A mulher, que estava em sua sétima gestação – quatro bem sucedidas – estava em novo relacionamento e havia planejado a gravidez com o companheiro.
Na ação, a defesa dela argumentou que foram tomados todos os cuidados de pré-natal (em unidade da rede pública), com exames e inclusive um tratamento bem sucedido para uma infecção renal.
Porém, desde o dia 17 de março de 2018 ela começou a apresentar perda de líquido e foi até a maternidade.

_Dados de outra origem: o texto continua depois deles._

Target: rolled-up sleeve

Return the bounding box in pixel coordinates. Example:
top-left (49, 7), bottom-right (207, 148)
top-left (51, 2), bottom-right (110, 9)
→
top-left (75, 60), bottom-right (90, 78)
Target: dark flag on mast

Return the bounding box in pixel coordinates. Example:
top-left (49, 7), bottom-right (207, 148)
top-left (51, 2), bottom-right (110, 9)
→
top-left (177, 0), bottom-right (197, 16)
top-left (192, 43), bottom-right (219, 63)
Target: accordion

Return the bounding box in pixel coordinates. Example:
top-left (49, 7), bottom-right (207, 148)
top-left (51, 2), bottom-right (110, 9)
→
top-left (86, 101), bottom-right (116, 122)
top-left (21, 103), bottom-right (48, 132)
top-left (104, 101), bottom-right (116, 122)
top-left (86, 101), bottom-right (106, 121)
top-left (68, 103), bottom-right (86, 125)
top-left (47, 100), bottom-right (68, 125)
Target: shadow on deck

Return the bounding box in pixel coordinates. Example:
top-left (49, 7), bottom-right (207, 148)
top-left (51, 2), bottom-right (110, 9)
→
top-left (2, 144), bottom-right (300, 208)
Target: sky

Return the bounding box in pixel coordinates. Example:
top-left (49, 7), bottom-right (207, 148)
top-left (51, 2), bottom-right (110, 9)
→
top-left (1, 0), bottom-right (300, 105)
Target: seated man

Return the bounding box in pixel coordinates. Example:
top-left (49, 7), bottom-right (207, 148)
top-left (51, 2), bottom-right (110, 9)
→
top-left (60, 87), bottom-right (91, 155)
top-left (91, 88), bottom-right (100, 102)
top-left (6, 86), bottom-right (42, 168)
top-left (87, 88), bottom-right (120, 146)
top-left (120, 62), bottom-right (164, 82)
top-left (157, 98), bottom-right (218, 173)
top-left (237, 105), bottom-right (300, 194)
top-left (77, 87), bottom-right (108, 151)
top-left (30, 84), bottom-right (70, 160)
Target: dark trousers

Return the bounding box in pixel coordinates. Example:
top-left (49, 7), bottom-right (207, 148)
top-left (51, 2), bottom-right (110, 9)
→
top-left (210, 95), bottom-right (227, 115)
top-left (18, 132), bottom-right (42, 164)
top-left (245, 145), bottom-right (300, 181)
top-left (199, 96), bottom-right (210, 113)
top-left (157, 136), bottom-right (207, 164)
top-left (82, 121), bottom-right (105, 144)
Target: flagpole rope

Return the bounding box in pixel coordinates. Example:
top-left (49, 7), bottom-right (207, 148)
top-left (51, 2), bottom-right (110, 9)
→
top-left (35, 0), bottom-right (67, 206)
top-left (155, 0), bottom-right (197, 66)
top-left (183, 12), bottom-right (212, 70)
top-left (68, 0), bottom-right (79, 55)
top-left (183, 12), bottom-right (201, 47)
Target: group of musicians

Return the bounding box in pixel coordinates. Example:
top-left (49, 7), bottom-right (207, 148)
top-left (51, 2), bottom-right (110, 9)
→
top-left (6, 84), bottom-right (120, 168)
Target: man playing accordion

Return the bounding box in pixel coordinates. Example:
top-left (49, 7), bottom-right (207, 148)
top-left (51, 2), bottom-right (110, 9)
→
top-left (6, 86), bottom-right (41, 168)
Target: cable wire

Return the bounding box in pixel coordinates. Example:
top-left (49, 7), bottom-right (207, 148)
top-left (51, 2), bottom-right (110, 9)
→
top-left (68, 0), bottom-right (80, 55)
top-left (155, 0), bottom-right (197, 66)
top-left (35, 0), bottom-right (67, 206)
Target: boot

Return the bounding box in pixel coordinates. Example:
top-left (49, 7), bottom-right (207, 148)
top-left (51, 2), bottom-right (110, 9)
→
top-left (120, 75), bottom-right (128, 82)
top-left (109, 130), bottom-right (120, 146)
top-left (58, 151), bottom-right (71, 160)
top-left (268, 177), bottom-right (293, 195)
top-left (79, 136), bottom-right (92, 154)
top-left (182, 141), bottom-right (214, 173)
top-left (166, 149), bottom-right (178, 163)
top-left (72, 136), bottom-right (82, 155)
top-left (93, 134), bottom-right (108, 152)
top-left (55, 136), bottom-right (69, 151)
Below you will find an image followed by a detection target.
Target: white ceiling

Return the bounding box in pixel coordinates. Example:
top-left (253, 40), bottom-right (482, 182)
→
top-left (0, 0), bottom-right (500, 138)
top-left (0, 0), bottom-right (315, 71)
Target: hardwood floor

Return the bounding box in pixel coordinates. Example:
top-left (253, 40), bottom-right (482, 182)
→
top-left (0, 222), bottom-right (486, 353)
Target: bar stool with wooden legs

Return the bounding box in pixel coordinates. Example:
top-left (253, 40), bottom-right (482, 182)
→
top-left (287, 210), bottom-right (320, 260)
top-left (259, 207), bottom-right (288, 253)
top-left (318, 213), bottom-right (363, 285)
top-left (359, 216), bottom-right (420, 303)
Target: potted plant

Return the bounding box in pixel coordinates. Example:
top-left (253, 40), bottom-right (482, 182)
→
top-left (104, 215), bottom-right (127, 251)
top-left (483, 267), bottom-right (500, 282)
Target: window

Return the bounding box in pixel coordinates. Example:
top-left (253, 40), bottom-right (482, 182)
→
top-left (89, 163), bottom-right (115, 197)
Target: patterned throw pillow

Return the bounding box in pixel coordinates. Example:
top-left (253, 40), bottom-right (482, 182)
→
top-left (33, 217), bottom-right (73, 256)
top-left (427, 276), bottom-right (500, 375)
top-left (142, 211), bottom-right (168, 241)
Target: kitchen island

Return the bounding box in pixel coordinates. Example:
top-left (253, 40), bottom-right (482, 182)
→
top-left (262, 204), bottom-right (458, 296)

Na primeira consulta foi avaliada e liberada, com laudo de prematuridade e necessidade de continuar esperando o bebê.
Cólicas, desconfortos, sangramentos, contrações, entre outras queixas se sucederam em diversas outras vezes que ela procurou a maternidade.
Segundo a denúncia, foram mais seis atendimentos – três em abril e mais três em maio – sempre liberada para voltar para casa, porque segundo a avaliação da equipe do hospital, ainda poderia continuar esperando o momento do parto.
Conforme a denúncia, a gestante esteve na instituição em dias consecutivos entre 2 e 5 de maio, só tendo sido encaminhada para cirurgia na última data. Mas, pouco pode ser feito. O bebê já estava em “sofrimento fetal”.
“Aliás, nesse estado de risco ainda foi examinada por estudantes quando em verdade era para ter sido encaminhada direto e tão logo para a sala de parto para a realização de parto cesárea urgente”, diz trecho da ação, em que é proposta a condenação da Gota e da Prefeitura.
A defesa da usuária do Sistema Único de Saúde (SUS) acrescenta: “Ainda deixaram a gestante ser examinada por estudantes que ao realizar exame de toque estourou por vez a placenta da mãe que vazou muito líquido (…)”.
Mesmo nessa situação, “ainda esperaram mais de meia hora para colocá-la na sala de parto. Pois antes ainda mandaram a mesma tomar banho”, detalha o texto que denuncia a responsabilidade do hospital.
O Marília Notícia procurou a assessoria de imprensa da Maternidade e da Prefeitura de Marília, mas até o fechamento desta reportagem ainda não havia recebido retorno. O espaço segue aberto às instituições citadas.